Member of House of Representative
- In office June 2007 – June 2015
- Constituency: Degema / Bonny Federal Constituency

Personal details
- Born: 1963 (age 62–63)
- Party: All Progressive Congress
- Occupation: Politician

= Sokonte Huttin Davies =

Nigerian politician

Sokonte Huttin Davies is a Nigerian politician. He served as the representative for the Degema/Bonny Federal Constituency in the 6th and 7th House of Representatives.

== Background and early life ==
Sokonte is from Rivers State, Nigeria and was born in 1963.

== Education ==
In 1981, Davies studied at the Rivers State University of Science and Technology, Nkpolu, Port Harcourt, Rivers State, Nigeria. He furthered his education at the Belorussia Agricultural Academy, Belarus in 1984. He earned a master's degree in economics (MSc) from Crimea M.I. Kalinin Agricultural Institute, Ukraine in 1989. He obtained his Doctor of Philosophy (Ph.D.) in Economics/Management from South China Agricultural University, China, in June 2000.

== Career ==
Davies's career is marked by a combination of business, public service, and political achievements.

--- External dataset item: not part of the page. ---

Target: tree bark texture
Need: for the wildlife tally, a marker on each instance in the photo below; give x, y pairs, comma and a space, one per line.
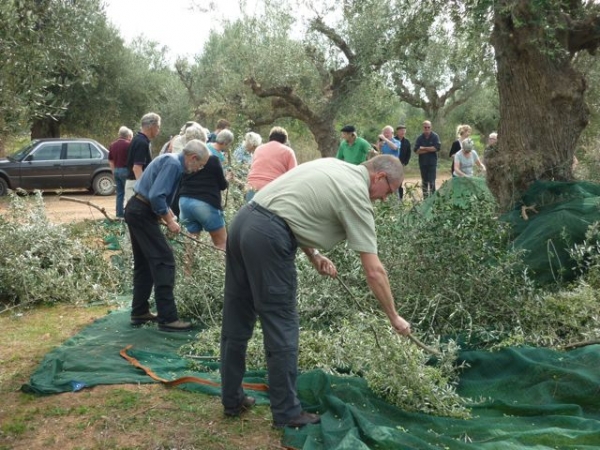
542, 108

=== Professional career===
Sokonte worked at Sungrace Investment, Guangzhou, China, in 2000 as a Strategic Planner and Business Analyst.He co-founded the Public Policy and Leadership Centre in Port Harcourt in 2001. In 2002, he was appointed the CEO of Seivad Global Resources, Port Harcourt. He also served as the Director of the Grassroots, Port Harcourt political development center, Rivers State, Nigeria.

=== Political career===
In 2007, Davies served as a member of the 6th and 7th House of Representatives, representing the Degema/Bonny Federal Constituency where he served till 2015. During this period, he served on several committees, including Foreign Affairs, Information & National Orientation, Culture & Tourism, Environment, National Population, Army, and Diaspora. Notably, he was the Deputy Chairman of the House Committee on Land Transport (2011–2015).

He was elected under the platform of the People's Democratic Party (PDP) and served from 2007 until his defection to the All Progressives Congress (APC) in December 2013. Following his defection, he continued to represent his constituency under the APC until the end of his tenure in 2015.

Davies was a gubernatorial aspirant for the 2023 Rivers State governorship election under the All Progressives Congress (APC), with support from the former Governor Rotimi Amaechi.

=== Public service ===
President Muhammadu Buhari appointed Sokonte Davies as the executive director of Marine Operations at the Nigerian Ports Authority (NPA).